In retrospect, I think it had something to do with wanting to make a clean break from the person I’d been in DC six months earlier – burned out by the rage and wanting to change how I lived. And while the Indiana Jones jacket was and is one of my most prized possessions, it felt like I needed to change up the look if I were going to regenerate, and so I bought the suede. Button-up, of course, and the sleeves were a little big and baggy like a 90s sweater, but the pockets were deeper than the hand warmer pockets on the Indy jacket, and it was something called “Seattle Suede” which you could throw in the washing machine, and I just went with it.
I wore it off and on for three or four years, through my time working in Cupertino and during the brief ill-fated sojourn in government subcontracting. And it never looked quite right to me, somehow. It was heavier than the Indy jacket, for one, which made it about the heaviest thing I could practically wear without reverting to snow-wear. Something about it was strongly suggestive of the pilot jackets from the original Battlestar Galactica, and not in a good way. Still, it was warm and cozy, and in the right light and with the right steel-toe boots and flat cap was oddly suggestive of leaning against the bar at a public house somewhere in York, or Kildare, or Greenock.

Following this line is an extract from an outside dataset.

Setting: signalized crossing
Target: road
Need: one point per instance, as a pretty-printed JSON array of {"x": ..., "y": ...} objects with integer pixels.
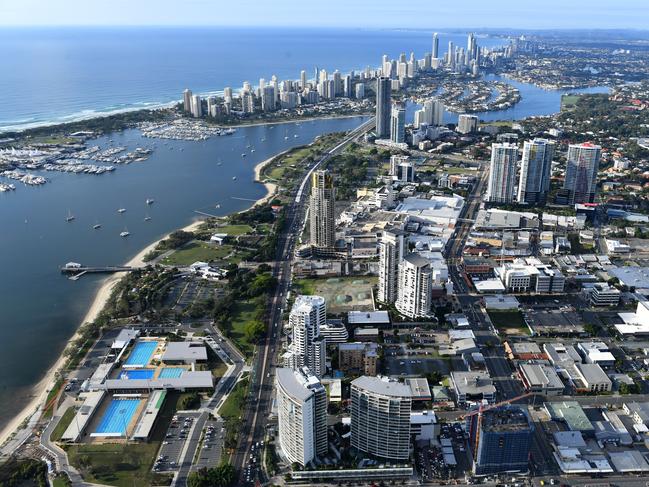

But then time happened, as the wife says, and the more I looked at it, the less I felt right in it. It looked like somebody trying to be something they weren’t, somehow. It just didn’t seem to suit me. And this time last year, I stuffed it in the crawlspace with another jacket once I was given the black Filson number for Christmas. And since I didn’t get it out, it’s time to donate it – which is exactly what I did. It and two other jackets went to a Legal Aid collection in Napa where they will find their way to somebody who needs a coat to be a coat rather than a random talisman of memories they’re not altogether sure about.
There may be a lesson in there, if I’m bright enough to figure it out, but I’m not altogether sure I am.